Several existing algorithms, although not specifically designed for CRISPR/Cas9 knockout screens, can be used to identify significantly selected sgRNAs or genes. For example, edgeR [7], DESeq [8], baySeq [12] and NBPSeq [13] are commonly used algorithms for differential RNA-Seq expression analysis. These algorithms are able to evaluate the statistical significance of hits in CRISPR/Cas9 knockout screens, although only at the sgRNA level. Algorithms designed to rank genes in genome-scale short interfering RNA (siRNA) or short hairpin RNA (shRNA) screens can also be used for CRISPR/Cas9 knockout screening data, including RNAi Gene Enrichment Ranking (RIGER) [14] and Redundant siRNA Activity (RSA) [15]. However, these methods are designed to identify essential genes mostly from oligonucleotide barcode microarray data, and a new algorithm is needed to prioritize sgRNAs, as well as gene and pathway hits from high-throughput sequencing data.

We developed a statistical approach called Model-based Analysis of Genome-wide CRISPR/Cas9 Knockout (MAGeCK) to identify essential sgRNAs, genes and pathways from CRISPR/Cas9 knockout screens. We use the term 'essential' to refer to positively or negatively selected sgRNAs, genes or pathways. MAGeCK outperforms existing computational methods in its control of the false discovery rate (FDR) and its high sensitivity. MAGeCK’s results are also robust across different sequencing depths and numbers of sgRNAs per gene. Furthermore, using public CRISPR/Cas9 knockout screening datasets, we demonstrate that MAGeCK is able to perform both positive and negative selection screens simultaneously, and identify biologically meaningful and cell type-specific essential genes and pathways.

Results and discussion

Overview of the MAGeCK algorithm

A schematic of the MAGeCK algorithm is presented in Figure 1. Briefly, read counts from different samples are first median-normalized to adjust for the effect of library sizes and read count distributions. Then the variance of read counts is estimated by sharing information across features, and a negative binomial (NB) model is used to test whether sgRNA abundance differs significantly between treatments and controls. This approach is similar to those used for differential RNA-Seq analysis [7],[8],[13]. We rank sgRNAs based on P-values calculated from the NB model, and use a modified robust ranking aggregation (RRA) algorithm [16] named α-RRA to identify positively or negatively selected genes. More specifically, α-RRA assumes that if a gene has no effect on selection, then sgRNAs targeting this gene should be uniformly distributed across the ranked list of all the sgRNAs. α-RRA ranks genes by comparing the skew in rankings to the uniform null model, and prioritizes genes whose sgRNA rankings are consistently higher than expected. α-RRA calculates the statistical significance of the skew by permutation, and a detailed description of the algorithm is presented in the Materials and methods section.
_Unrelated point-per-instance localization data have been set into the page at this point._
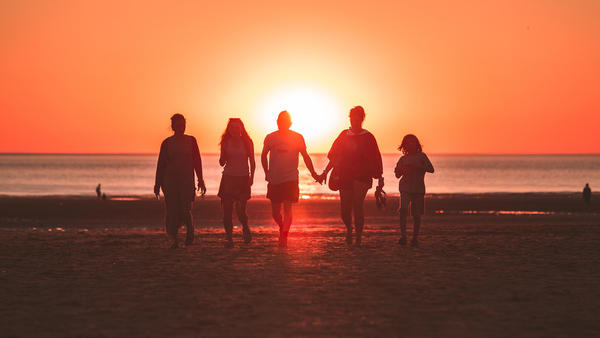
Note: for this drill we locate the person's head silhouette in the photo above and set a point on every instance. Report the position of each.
(410, 145)
(284, 120)
(178, 124)
(357, 117)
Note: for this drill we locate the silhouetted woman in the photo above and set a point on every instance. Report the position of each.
(179, 158)
(237, 151)
(356, 160)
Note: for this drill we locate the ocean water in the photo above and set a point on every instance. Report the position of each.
(29, 174)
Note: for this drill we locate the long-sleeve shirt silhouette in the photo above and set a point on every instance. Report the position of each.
(411, 170)
(179, 158)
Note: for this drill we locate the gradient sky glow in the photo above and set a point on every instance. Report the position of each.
(464, 76)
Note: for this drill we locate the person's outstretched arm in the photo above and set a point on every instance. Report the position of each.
(252, 163)
(399, 170)
(428, 165)
(378, 163)
(264, 160)
(160, 168)
(308, 161)
(198, 166)
(222, 156)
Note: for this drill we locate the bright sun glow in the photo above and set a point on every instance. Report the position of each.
(315, 114)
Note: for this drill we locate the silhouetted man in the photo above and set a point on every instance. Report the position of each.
(281, 171)
(587, 193)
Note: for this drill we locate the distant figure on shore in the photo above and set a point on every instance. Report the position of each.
(356, 160)
(237, 150)
(179, 158)
(411, 169)
(587, 193)
(281, 171)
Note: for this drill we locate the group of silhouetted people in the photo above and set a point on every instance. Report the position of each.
(354, 161)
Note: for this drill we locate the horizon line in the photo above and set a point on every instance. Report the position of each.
(312, 153)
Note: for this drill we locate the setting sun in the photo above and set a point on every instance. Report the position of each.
(316, 114)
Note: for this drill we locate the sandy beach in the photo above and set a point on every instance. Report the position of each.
(487, 265)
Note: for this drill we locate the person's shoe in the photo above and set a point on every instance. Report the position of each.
(283, 239)
(189, 240)
(402, 241)
(349, 238)
(228, 241)
(247, 235)
(358, 240)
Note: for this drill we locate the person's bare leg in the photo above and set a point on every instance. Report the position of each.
(287, 222)
(276, 213)
(227, 220)
(416, 228)
(240, 208)
(172, 221)
(188, 221)
(358, 202)
(346, 212)
(403, 216)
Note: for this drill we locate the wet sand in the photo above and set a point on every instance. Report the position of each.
(104, 270)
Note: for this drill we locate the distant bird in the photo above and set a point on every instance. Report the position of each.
(587, 193)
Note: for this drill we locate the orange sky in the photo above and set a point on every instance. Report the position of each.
(464, 76)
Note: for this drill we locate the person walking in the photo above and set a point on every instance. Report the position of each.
(178, 160)
(356, 160)
(237, 160)
(279, 160)
(587, 193)
(411, 169)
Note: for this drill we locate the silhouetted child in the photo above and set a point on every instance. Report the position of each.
(587, 193)
(411, 169)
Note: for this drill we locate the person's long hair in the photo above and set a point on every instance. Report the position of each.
(244, 134)
(406, 139)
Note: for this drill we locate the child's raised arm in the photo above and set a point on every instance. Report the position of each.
(428, 165)
(399, 170)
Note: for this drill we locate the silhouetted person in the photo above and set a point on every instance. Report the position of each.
(411, 169)
(179, 158)
(356, 161)
(587, 193)
(281, 171)
(237, 151)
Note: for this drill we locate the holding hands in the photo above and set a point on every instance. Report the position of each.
(201, 188)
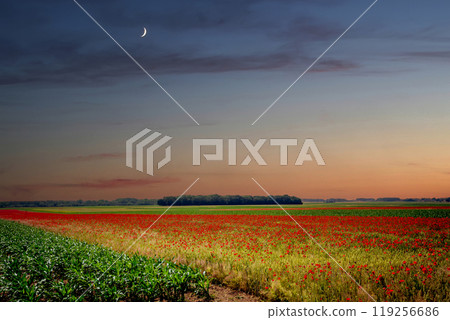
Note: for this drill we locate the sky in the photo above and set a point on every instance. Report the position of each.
(376, 104)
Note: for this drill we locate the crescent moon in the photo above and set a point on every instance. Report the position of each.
(145, 32)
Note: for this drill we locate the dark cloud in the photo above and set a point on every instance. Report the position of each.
(428, 55)
(29, 189)
(67, 47)
(91, 157)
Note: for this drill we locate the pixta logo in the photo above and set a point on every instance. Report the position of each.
(144, 144)
(308, 148)
(144, 141)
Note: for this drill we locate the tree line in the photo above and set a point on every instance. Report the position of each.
(215, 199)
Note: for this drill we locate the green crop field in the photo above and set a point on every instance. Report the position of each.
(394, 252)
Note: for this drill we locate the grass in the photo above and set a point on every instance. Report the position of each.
(36, 265)
(316, 209)
(396, 254)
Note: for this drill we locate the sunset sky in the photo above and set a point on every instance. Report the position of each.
(377, 104)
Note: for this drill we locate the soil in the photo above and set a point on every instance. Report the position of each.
(224, 294)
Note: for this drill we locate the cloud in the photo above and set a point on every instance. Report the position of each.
(84, 55)
(92, 157)
(29, 189)
(428, 55)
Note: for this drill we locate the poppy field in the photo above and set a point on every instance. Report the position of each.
(393, 253)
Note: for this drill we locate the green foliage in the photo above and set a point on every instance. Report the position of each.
(36, 265)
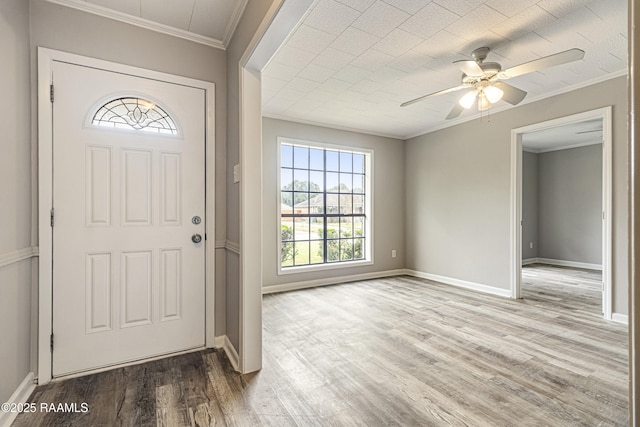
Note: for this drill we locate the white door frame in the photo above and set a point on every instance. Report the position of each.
(516, 198)
(46, 57)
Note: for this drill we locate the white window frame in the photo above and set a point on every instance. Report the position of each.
(368, 208)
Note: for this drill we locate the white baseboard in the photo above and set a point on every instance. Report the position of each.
(330, 281)
(461, 283)
(620, 318)
(20, 395)
(231, 352)
(563, 263)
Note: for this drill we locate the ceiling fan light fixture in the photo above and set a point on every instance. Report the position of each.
(468, 99)
(493, 94)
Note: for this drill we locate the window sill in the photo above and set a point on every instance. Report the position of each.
(322, 267)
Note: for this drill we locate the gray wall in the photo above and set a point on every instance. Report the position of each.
(15, 196)
(570, 204)
(529, 205)
(458, 190)
(253, 15)
(388, 207)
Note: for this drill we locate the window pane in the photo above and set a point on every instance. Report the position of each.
(332, 160)
(301, 231)
(358, 163)
(332, 181)
(301, 203)
(301, 180)
(301, 157)
(346, 162)
(301, 256)
(286, 254)
(316, 181)
(316, 203)
(346, 227)
(286, 202)
(346, 204)
(332, 204)
(317, 252)
(286, 179)
(358, 248)
(346, 182)
(333, 250)
(316, 159)
(358, 183)
(358, 204)
(358, 226)
(346, 249)
(286, 156)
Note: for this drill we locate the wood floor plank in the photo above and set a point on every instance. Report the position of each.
(394, 351)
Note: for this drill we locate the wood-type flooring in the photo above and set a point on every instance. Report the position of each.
(396, 351)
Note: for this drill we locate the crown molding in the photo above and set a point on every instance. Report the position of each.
(232, 24)
(155, 26)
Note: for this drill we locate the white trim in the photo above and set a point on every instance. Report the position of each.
(151, 25)
(620, 318)
(46, 57)
(285, 287)
(560, 147)
(368, 206)
(461, 283)
(563, 263)
(605, 114)
(494, 110)
(219, 341)
(336, 127)
(20, 395)
(232, 24)
(18, 255)
(232, 353)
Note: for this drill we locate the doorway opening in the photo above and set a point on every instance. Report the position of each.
(561, 197)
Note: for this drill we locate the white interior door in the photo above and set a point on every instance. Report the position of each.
(128, 279)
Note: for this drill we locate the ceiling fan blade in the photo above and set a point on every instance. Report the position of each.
(470, 68)
(511, 94)
(541, 63)
(441, 92)
(456, 111)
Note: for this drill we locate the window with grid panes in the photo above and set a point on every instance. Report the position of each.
(324, 205)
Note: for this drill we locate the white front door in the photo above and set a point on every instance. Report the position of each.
(128, 279)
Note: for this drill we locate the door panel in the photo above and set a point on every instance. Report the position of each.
(128, 282)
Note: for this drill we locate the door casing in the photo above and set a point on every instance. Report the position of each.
(46, 57)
Finally, MAGeCK reports positively and negatively selected pathways by applying α-RRA to the rankings of genes in a pathway.

Figure 1
figure 1

Overview of the MAGeCK algorithm. Raw read counts corresponding to single-guided RNAs (sgRNAs) from different experiments are first normalized using median normalization and mean-variance modeling is used to capture the relationship of mean and variance in replicates. The statistical significance of each sgRNA is calculated using the learned mean-variance model. Essential genes (both positively and negatively selected) are then identified by looking for genes whose sgRNAs are ranked consistently higher (by significance) using robust rank aggregation (RRA). Finally, enriched pathways are identified by applying the RRA algorithm to the ranked list of genes.
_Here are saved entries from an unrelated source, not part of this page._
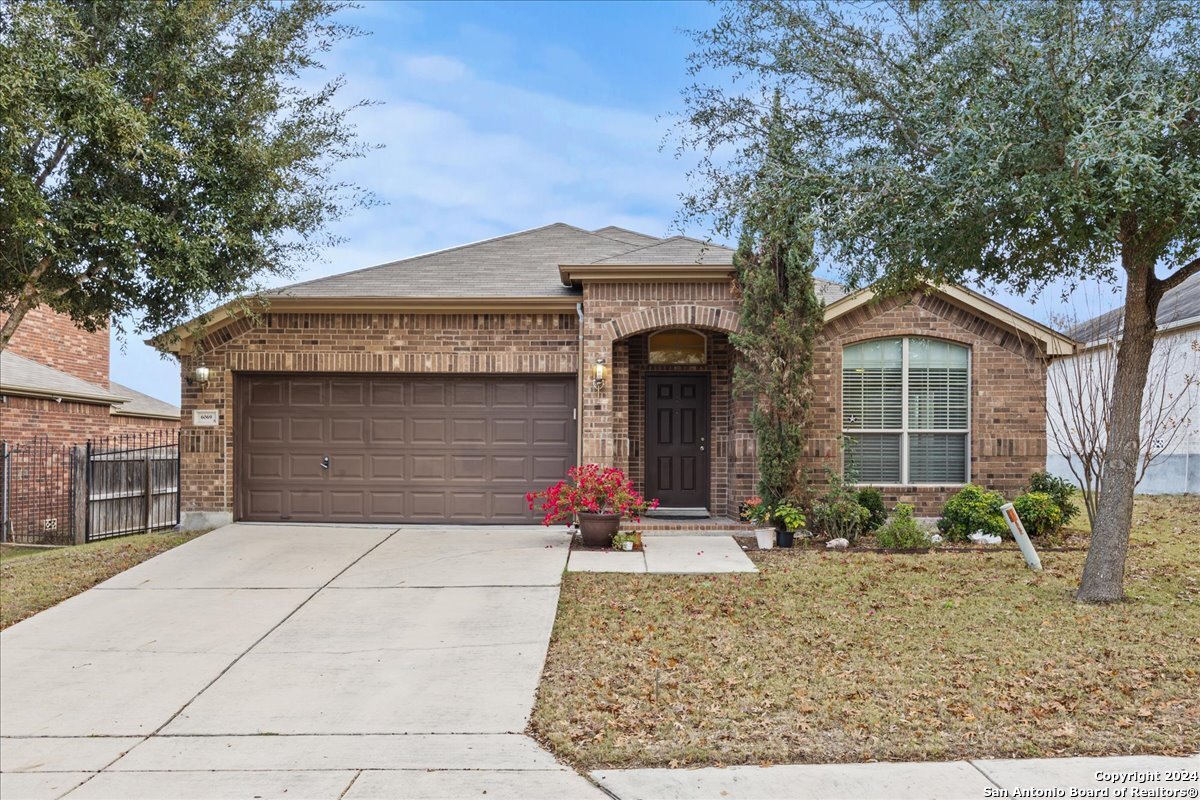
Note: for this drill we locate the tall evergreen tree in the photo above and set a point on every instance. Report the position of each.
(780, 316)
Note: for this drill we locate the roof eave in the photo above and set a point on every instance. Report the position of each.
(574, 274)
(180, 341)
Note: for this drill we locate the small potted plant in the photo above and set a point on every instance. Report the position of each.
(593, 495)
(789, 519)
(759, 512)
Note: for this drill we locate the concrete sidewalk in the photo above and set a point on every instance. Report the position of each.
(669, 554)
(1047, 777)
(293, 661)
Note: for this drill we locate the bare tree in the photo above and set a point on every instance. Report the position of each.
(1080, 405)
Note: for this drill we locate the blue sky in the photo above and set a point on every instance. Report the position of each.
(497, 118)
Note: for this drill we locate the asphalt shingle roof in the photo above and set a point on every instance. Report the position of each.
(517, 265)
(520, 265)
(1179, 305)
(141, 404)
(18, 374)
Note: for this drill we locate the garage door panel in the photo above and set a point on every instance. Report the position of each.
(348, 431)
(265, 429)
(468, 468)
(387, 394)
(306, 392)
(429, 394)
(388, 431)
(429, 505)
(468, 432)
(509, 432)
(400, 449)
(427, 467)
(551, 432)
(510, 468)
(388, 468)
(306, 503)
(311, 429)
(305, 465)
(429, 431)
(347, 505)
(343, 392)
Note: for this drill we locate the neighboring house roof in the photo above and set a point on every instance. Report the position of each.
(1179, 307)
(19, 376)
(141, 404)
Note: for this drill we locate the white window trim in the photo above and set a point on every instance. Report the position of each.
(904, 431)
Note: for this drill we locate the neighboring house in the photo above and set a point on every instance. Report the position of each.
(54, 383)
(1173, 384)
(445, 386)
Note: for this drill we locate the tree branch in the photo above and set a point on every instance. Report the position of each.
(1180, 275)
(55, 160)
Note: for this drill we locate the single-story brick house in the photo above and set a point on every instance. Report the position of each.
(443, 388)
CRISPR/Cas9 knockout screen datasets

We examined three recently published CRISPR/Cas9 knockout screen experiments [3],[4],[6]. The first experiment (or 'ESC dataset') performed negative selection on mouse embryonic stem cells (ESCs) to screen for essential genes. The second experiment (or 'leukemia dataset') [3] performed similar negative selection experiments on the chronic myeloid leukemia cell line KBM7 and the acute promyelocytic leukemia cell line HL-60. The controls for these studies were cells before Cas9 activation. The third experiment (or 'melanoma dataset') [4] was based on one human melanoma cell line (A375), which harbors a V600E mutation in the BRAF protein kinase gene. In this study, positive selection was performed to identify genes whose knockouts resulted in resistance to 7-day and 14-day treatment with the BRAF inhibitor vemurafenib (PLX), and the controls were cells treated with dimethyl sulfoxide (DMSO).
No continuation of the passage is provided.